Uma nova pesquisa da Secretaria de Reforma do Judiciário, em parceria com Unisinos e ONU, ajuda a explicar o porquê.

"Impacto no sistema processual dos tratados internacionais" revela que não existe um banco de dados unificado sobre os acordos internacionais assinados pelo Brasil: até hoje Ministério da Justiça e Itamaraty têm informações incompletas.

Além disso, não há mecanismo no Congresso Nacional para garantir que deputados e senadores levem esses acordos em conta na hora de legislar.

No Supremo Tribunal Federal e no Supremo Tribunal de Justiça, alguns magistrados até citam normas internacionais das quais o Brasil é signatário como prova de erudição. Na prática, porém, a maioria as ignora ou as trata com desdém.

A Lei da Magistratura Nacional, entulho herdado da ditadura, não prevê responsabilidade para magistrados que ignoram compromissos internacionais e, nos concursos públicos, o direito internacional é assunto menor.

A pesquisa conclui oferecendo dicas práticas de como transformar essa cultura jurídica por meio de novos controles e treinamento especializado. No entanto, qualquer reforma será árdua.
Trata-se do embate entre duas correntes opostas.

A primeira acredita que os acordos internacionais podem funcionar como alavanca para modernizar o Estado e tirar o país da lista de campeões mundiais de brutalidade e injustiça.

A segunda enxerga as normas internacionais com desconfiança, pois são negociadas em foros onde mandam as grandes potências. Segundo essa perspectiva, quem opera o Estado brasileiro precisa de autonomia para equacionar os problemas sem pressão externa, controlando o escopo e o ritmo do avanço.

A segunda corrente é bem mais poderosa do que a primeira. Sua ideologia domina o Judiciário e os escalões mais altos da diplomacia profissional. Conta com adeptos à esquerda e à direita, e tem representantes nos principais partidos políticos. Em momentos de dificuldade, pode apelar para o nacionalismo.

Enfraquecida nos governos FHC e Lula, essa tendência ganhou força nos últimos anos.

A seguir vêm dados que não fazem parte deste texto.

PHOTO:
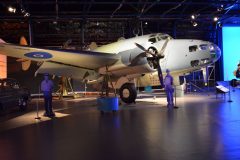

Quando um organismo internacional criticou Belo Monte por violar direitos trabalhistas, recebeu uma sarrafada do Planalto. Se o governo tivesse ouvido, quiçá fosse outra a situação dos trabalhadores nas obras dos jogos que se aproximam.

E quando o Itamaraty tentou apoiar resolução na ONU sobre liberdade de imprensa, o Planalto lhe passou um pito federal a pedido da Venezuela. Fosse distinta a atitude, talvez não estivéssemos na liderança hemisférica de mortes de jornalistas no exercício da profissão.

Como este ano não vai ter Copa sem Forças Armadas, passou da hora de repensar a tradição.